The Amazon Echo uses the name Alexa. “It sounds like a person’s name and it responds in a conversational manner,” Corbett explains. “We were trying to design it to seem like you were having a conversation with somebody.”
It also is possible that a voice-reminder system is harder to ignore. “You can do other things with the smart speaker, like ask it to play music or ask it for information,” Corbett says. “It becomes more like another presence or human-like device that people feel accountable to [respond to].”
The intervention’s three reminders were designed to make it difficult to ignore the medication prompt. The first reminder would say that it was time to take the medication. Then, it would go off again 15 minutes later, and for a third time 15 minutes after that.
If a woman wanted to stop the alarm because she took her pill, she would say, “Alexa, open MedBuddy,” and “Tell MedBuddy I took my medicine.”1
The device would ask what time the woman took the medication and record her answer on a calendar. Then, MedBuddy would stop sending reminders, Corbett says.
As researchers developed the app, they found the name MedBuddy caused problems with the voice recognition. They changed the name to PillMinder and received fewer complaints.
“One of the things we learned from the study was that sometimes they would have to tell Alexa to tell MedBuddy several times,” Corbett says. “We found that there are a lot of skills on Amazon Echo that are called something buddy, so we needed to change the name of the skill.”
One woman enrolled in the study stopped responding to the MedBuddy app because she found it frustrating that it would not understand her. But, she continued to use the reminders to take her birth control pill.
“Overall, I think about two-thirds of the women said they would continue to use it if given the opportunity,” Corbett notes. “We asked people, at baseline, how often they missed taking their contraceptives, and then we asked them again at the end of the study. When we checked the Likert scale, they said they improved [adherence] overall.”

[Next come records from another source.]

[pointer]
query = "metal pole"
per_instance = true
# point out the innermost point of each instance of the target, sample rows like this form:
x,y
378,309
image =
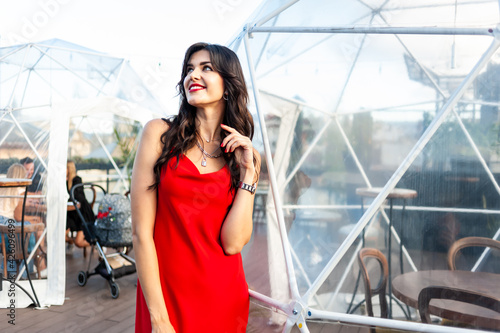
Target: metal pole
x,y
274,13
405,326
272,178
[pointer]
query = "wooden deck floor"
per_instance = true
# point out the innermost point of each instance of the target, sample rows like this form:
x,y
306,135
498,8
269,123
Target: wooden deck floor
x,y
91,308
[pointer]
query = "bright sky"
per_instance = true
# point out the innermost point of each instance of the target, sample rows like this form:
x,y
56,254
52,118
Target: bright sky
x,y
153,34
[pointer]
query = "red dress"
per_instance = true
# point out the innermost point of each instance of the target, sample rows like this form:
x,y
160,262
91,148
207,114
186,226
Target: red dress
x,y
204,289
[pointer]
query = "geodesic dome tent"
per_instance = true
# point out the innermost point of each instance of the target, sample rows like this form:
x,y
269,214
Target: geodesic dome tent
x,y
59,99
379,122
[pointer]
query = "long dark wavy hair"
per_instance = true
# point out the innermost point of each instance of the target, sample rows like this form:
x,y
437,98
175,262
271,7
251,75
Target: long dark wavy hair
x,y
182,134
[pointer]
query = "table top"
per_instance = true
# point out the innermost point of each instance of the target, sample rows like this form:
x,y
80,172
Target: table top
x,y
396,193
406,288
14,182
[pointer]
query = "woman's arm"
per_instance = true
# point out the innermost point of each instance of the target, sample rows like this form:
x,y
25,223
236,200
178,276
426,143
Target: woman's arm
x,y
237,228
143,203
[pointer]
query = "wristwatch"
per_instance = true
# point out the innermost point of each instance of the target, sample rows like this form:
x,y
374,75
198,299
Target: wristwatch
x,y
247,187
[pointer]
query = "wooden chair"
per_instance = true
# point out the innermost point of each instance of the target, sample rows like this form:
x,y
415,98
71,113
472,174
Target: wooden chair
x,y
469,242
380,289
438,292
8,232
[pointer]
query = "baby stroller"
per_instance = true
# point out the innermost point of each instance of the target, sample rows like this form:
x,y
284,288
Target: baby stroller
x,y
112,229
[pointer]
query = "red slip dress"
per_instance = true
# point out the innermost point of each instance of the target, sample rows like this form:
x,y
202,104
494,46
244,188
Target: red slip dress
x,y
204,289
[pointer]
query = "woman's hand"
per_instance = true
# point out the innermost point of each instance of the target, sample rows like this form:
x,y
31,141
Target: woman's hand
x,y
241,146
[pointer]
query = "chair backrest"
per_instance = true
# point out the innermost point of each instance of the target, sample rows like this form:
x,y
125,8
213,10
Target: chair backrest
x,y
94,194
14,232
469,242
370,253
459,295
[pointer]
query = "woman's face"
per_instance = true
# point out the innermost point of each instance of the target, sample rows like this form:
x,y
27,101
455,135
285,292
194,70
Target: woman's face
x,y
204,87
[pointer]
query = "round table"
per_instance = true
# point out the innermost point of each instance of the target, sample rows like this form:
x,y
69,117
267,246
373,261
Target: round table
x,y
406,287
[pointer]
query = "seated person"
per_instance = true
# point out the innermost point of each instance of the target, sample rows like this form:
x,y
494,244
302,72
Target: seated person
x,y
73,220
11,208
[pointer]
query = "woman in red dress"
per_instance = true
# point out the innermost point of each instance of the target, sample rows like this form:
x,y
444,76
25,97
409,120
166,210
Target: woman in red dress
x,y
192,200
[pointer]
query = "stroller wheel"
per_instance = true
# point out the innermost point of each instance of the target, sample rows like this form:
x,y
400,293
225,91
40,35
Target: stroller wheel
x,y
115,289
82,278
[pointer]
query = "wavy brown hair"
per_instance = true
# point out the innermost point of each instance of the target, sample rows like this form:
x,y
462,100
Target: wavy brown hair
x,y
182,134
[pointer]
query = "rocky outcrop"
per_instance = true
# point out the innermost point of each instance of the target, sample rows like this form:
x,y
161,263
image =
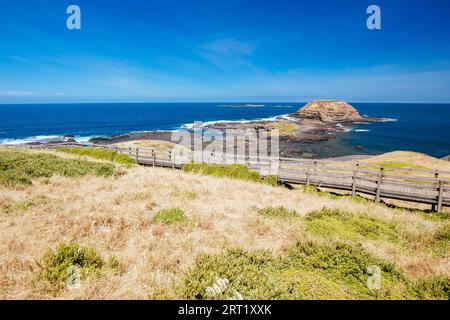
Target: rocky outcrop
x,y
329,111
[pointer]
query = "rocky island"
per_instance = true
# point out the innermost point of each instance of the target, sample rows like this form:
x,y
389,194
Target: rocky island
x,y
309,132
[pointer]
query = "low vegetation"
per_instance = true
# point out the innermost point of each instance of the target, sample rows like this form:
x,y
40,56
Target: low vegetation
x,y
308,270
249,240
100,153
277,212
56,267
20,167
235,171
336,223
170,216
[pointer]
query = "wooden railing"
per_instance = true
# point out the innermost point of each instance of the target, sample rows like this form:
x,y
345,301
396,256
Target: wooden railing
x,y
409,184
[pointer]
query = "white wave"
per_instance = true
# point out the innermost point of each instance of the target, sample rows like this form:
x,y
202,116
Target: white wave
x,y
44,139
344,128
388,120
41,138
210,123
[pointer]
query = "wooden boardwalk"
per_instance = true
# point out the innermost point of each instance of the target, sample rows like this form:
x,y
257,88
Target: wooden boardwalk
x,y
416,185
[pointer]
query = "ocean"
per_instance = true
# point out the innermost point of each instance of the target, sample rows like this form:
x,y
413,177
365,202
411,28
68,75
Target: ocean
x,y
415,127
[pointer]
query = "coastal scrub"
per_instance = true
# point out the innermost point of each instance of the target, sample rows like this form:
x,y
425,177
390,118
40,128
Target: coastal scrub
x,y
99,153
19,167
235,171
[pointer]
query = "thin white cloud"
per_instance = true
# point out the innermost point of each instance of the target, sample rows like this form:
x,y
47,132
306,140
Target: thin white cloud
x,y
228,53
17,93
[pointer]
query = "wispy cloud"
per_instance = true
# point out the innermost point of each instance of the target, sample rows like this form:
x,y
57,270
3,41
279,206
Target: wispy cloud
x,y
17,93
228,53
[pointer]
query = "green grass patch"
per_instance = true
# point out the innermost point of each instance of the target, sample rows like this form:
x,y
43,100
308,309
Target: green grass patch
x,y
56,266
277,212
18,206
99,153
170,216
328,223
235,171
440,243
307,270
400,164
20,167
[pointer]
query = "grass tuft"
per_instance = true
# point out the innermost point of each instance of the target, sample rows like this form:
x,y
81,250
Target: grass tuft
x,y
308,270
235,171
170,216
326,222
54,268
19,167
277,212
99,153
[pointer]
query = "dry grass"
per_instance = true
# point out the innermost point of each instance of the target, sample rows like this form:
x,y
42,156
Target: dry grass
x,y
413,158
114,215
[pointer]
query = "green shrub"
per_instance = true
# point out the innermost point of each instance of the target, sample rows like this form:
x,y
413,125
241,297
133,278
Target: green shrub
x,y
18,206
20,167
326,222
235,171
440,242
308,270
277,212
99,153
170,216
53,269
436,287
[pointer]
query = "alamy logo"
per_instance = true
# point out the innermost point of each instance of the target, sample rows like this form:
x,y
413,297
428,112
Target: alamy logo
x,y
374,20
73,22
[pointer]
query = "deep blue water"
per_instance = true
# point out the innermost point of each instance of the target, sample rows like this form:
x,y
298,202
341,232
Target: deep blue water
x,y
417,127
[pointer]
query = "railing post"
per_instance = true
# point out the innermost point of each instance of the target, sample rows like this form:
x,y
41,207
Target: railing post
x,y
440,195
172,156
379,181
307,176
436,176
355,176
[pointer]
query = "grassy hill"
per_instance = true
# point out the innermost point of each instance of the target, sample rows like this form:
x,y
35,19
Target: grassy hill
x,y
148,233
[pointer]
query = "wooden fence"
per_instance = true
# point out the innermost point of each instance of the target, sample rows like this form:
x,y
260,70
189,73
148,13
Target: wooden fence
x,y
416,185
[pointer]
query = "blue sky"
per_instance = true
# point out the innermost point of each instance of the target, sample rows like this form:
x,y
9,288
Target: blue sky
x,y
224,50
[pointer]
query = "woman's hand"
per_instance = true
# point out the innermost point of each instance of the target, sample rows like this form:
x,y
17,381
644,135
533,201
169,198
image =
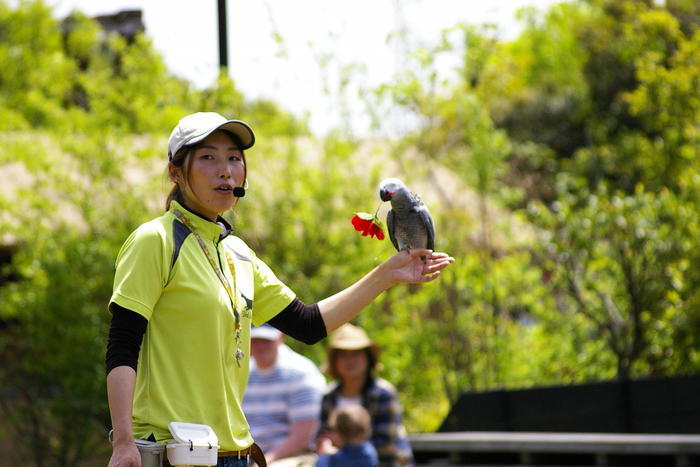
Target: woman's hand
x,y
415,266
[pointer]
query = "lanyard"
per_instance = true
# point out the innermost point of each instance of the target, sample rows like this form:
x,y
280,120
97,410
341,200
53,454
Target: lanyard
x,y
233,294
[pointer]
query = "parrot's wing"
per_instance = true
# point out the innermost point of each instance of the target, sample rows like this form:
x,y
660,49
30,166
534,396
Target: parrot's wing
x,y
390,228
427,220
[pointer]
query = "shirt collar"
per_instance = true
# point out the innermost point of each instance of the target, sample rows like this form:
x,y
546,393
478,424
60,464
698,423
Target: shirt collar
x,y
215,231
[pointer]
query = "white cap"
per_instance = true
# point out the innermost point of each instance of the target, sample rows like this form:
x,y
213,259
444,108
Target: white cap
x,y
265,331
196,127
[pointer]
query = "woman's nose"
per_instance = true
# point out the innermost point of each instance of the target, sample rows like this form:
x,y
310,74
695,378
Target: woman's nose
x,y
225,171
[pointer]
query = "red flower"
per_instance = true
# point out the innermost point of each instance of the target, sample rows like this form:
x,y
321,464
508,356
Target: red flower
x,y
368,224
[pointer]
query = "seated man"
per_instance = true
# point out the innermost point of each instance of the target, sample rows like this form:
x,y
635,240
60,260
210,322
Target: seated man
x,y
283,399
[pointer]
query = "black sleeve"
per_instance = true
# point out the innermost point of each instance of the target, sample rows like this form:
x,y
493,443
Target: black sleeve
x,y
301,321
125,336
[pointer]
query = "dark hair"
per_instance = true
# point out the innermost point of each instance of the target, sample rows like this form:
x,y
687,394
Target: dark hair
x,y
178,160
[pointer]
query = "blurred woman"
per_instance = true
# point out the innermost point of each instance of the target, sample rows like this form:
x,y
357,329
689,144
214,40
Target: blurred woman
x,y
352,359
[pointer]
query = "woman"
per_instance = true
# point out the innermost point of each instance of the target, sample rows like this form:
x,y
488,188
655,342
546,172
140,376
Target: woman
x,y
186,292
352,358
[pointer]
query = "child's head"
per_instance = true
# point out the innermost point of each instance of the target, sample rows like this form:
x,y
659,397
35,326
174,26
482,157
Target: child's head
x,y
351,423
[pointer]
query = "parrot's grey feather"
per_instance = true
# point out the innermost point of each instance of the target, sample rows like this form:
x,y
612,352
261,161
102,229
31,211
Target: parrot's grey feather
x,y
390,228
409,223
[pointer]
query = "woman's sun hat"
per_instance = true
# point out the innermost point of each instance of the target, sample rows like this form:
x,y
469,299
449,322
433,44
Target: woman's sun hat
x,y
349,337
196,127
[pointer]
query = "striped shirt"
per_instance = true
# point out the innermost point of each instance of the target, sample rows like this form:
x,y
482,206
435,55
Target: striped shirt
x,y
290,391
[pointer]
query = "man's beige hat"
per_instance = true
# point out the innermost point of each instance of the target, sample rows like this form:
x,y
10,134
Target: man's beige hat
x,y
196,127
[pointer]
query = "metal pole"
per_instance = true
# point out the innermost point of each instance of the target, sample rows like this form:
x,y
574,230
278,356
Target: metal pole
x,y
223,35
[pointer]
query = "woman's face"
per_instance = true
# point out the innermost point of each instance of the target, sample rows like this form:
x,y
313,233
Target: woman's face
x,y
215,168
351,364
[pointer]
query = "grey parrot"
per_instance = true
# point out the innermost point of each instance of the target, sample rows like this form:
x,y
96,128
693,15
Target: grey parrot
x,y
408,221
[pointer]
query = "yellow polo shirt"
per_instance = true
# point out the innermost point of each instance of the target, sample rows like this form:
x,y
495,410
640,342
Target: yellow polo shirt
x,y
187,370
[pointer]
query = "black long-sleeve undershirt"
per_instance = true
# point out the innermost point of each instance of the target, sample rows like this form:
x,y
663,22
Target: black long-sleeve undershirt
x,y
298,320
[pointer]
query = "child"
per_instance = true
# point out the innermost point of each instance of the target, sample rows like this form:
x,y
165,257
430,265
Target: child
x,y
351,424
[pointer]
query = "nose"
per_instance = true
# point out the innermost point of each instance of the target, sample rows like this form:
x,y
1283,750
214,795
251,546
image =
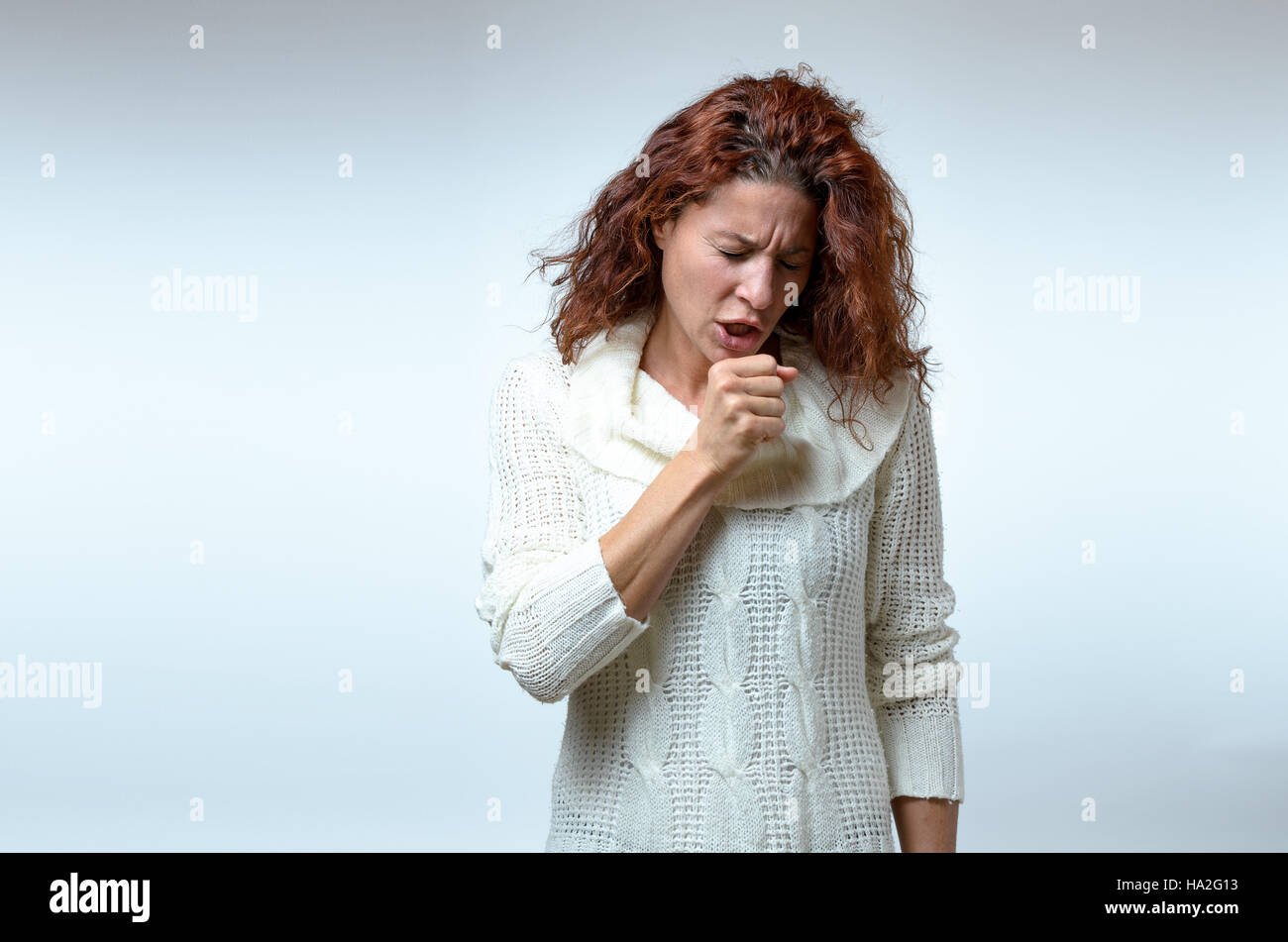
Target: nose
x,y
758,284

Investigators have not yet made this skill publicly available on Amazon, and it may be a year before they do. They want to study it further and make sure the app is working as well as possible.
“If people want to use something now, both Amazon and Google have a reminder system where you can tell [the smart speaker] to remind you to take your medication every day at a certain time,” she explains. “It can be put on your phone, but it won’t have the three reminders, which is something that our people liked.”
People could set up their own system with three reminders at separate times.
“They could definitely set it up just using the basic features that these smart voice-activated speakers currently have,” Corbett says. “Based on our results, I think people might like it.”
REFERENCE
- Corbett C, Combs EM, Chandarana PS, et al. Medication adherence reminder system for virtual home assistants: Mixed methods evaluation study. JMIR Form Res 2021;5:e27327.